There is absolutely nothing new about delivery companies or for that matter taxi firms. Granted, the way we book their services has changed but this has no bearing on their workforce’s employment status.
The practice of treating large numbers of low paid workers in this way is nothing more than a symptom of supply and demand which allows these sorts of firms to ‘employ’ people on diabolical terms dressed up as self employment. This is due to the large numbers of mainly younger people who can’t get the jobs they would like in the post 2008 UK economy.

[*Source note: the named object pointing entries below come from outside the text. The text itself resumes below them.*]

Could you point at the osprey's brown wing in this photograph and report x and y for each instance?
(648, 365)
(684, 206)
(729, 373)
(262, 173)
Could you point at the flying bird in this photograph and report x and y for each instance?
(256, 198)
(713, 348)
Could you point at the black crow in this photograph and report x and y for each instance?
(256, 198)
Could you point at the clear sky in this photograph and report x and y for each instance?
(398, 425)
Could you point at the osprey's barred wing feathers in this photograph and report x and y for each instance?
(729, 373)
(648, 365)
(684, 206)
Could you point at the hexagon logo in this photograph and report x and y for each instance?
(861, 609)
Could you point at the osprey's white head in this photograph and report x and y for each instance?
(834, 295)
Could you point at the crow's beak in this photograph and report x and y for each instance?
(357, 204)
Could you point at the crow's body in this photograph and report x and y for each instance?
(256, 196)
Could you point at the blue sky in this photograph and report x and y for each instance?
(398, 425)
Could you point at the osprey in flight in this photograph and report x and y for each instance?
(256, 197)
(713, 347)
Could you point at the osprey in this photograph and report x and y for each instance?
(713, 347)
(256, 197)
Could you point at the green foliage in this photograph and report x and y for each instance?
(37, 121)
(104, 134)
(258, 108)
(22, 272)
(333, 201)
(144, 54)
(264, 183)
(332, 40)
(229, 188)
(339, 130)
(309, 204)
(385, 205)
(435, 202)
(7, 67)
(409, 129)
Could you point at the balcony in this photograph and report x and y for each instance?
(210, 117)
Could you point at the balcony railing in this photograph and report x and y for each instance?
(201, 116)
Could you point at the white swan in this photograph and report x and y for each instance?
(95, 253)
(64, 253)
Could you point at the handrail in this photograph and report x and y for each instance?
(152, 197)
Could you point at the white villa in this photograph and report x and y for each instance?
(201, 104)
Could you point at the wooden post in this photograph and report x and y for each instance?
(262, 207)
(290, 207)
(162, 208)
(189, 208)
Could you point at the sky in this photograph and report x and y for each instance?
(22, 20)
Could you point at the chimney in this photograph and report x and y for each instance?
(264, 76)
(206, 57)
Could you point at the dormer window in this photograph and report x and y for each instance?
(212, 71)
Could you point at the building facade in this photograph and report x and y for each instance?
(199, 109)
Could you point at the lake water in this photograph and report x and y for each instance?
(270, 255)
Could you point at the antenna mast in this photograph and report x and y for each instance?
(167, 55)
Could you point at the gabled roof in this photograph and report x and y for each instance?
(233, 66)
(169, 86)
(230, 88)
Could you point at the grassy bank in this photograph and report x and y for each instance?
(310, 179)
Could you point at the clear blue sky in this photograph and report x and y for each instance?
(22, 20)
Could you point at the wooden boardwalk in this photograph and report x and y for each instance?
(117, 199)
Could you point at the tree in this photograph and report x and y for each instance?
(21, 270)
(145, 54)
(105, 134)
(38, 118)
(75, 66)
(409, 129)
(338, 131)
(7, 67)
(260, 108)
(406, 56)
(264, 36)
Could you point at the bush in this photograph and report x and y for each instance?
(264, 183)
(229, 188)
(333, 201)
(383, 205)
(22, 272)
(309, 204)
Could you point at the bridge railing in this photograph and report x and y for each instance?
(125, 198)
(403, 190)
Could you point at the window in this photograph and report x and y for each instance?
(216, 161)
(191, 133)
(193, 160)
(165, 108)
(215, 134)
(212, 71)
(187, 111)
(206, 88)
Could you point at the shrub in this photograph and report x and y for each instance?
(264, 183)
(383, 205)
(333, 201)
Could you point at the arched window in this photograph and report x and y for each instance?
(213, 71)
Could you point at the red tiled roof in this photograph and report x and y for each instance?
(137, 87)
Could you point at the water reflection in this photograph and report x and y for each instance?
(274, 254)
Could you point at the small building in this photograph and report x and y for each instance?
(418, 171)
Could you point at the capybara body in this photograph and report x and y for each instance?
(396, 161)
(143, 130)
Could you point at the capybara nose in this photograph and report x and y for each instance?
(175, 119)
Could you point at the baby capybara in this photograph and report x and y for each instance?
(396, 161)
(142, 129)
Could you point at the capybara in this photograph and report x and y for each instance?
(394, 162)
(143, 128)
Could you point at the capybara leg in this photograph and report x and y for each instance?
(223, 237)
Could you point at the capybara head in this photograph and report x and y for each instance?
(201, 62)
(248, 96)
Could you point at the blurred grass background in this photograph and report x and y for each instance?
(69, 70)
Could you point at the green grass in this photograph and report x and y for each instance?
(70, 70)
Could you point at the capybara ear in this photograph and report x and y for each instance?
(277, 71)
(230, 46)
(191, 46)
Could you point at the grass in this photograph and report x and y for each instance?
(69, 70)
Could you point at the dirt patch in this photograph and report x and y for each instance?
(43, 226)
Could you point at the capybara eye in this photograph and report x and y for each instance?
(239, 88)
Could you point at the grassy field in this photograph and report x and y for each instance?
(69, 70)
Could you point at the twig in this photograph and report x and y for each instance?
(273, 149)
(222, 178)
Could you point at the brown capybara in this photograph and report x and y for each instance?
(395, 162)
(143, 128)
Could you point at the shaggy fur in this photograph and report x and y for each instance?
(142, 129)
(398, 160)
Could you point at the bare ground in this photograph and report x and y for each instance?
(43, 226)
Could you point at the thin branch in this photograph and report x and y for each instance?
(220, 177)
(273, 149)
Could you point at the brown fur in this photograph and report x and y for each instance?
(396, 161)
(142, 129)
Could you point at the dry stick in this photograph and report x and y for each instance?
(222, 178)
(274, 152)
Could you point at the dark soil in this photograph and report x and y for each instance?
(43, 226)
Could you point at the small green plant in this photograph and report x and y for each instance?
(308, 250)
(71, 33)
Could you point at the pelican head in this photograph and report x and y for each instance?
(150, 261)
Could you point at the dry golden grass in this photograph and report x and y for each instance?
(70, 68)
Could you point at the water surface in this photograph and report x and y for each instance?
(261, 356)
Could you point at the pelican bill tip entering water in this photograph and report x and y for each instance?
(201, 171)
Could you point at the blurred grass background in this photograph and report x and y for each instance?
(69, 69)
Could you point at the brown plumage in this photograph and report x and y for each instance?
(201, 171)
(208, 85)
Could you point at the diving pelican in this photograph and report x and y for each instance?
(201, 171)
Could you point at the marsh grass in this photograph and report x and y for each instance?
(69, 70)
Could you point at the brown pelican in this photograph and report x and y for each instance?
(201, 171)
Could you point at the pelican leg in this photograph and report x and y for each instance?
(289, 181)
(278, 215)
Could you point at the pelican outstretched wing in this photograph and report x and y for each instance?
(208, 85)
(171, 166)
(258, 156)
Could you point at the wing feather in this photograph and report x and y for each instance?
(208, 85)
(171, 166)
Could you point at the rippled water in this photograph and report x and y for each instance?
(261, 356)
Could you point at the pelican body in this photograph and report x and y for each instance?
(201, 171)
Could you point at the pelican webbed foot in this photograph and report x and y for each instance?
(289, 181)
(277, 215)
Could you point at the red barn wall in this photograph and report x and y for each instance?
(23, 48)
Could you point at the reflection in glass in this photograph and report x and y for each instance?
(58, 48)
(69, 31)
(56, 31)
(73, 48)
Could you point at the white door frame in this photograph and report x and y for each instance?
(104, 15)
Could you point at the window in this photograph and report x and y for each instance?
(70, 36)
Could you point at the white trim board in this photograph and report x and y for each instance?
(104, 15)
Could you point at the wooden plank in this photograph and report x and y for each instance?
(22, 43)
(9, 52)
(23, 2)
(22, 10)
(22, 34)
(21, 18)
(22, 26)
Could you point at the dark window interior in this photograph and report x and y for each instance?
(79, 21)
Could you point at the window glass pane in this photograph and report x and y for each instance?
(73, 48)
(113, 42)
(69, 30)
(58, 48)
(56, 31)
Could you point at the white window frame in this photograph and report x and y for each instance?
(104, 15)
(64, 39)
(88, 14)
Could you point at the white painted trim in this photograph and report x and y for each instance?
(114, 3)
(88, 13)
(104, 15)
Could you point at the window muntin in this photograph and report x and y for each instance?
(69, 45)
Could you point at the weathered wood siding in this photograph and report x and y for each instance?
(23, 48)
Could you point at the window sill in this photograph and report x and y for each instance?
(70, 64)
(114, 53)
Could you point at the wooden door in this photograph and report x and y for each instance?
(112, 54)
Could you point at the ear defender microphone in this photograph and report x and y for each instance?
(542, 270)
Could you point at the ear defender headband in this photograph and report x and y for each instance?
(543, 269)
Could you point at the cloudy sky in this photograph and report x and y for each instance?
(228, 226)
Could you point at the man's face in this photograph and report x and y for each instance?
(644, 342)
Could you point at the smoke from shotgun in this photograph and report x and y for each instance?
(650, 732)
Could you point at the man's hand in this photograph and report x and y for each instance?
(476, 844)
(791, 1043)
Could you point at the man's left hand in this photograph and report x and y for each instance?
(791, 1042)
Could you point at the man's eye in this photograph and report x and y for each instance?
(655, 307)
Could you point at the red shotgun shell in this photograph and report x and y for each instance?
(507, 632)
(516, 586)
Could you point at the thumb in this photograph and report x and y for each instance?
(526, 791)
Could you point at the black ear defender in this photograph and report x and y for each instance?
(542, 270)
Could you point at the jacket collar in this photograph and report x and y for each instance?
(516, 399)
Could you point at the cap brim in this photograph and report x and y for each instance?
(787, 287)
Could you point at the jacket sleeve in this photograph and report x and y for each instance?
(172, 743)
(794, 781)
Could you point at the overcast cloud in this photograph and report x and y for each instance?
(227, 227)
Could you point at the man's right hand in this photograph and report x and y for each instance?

This whole question has been settled law in the employment agency sector for nearly thirty years. If an agency was supplying these workers they would be employees. As the Uber case has already found (and in all likelihood the City sprint case will too) that is because they areemployees.
However, this has very little to do with employment rights and everything to do with employers national insurance (ENI). Subject to a small initial allowance, this is just under 14% of gross wages paid, payable by the employer on top of any wages paid to the individual. These companies are almost certainly not passing these saving on the workers and instead keeping it all for themselves… and HMRC want it.
Back in 1988 when precisely the same loophole was closed for employment agencies the Inland Revenue (as was) set about enforcing the new rules and collecting ENI from anyone who had been paying wages in gross. The National insurance rates were lower then (10.45% rather than 13.8% now) so while the impact was fairly massive then, it will be even bigger now.
The tax man reasoned that the amounts paid were the starting point and assessed ENI on top of that. Many firms went bust as a consequence with back dated assessments running into millions. I have no idea what kind of margins these firms operate on, but I wouldn’t fancy a charge amounting to 13.8% of my payroll. I doubt they or their shareholders do either.
The collapse of City Link on Christmas Eve of 2014 might therefore prove to be the first of many.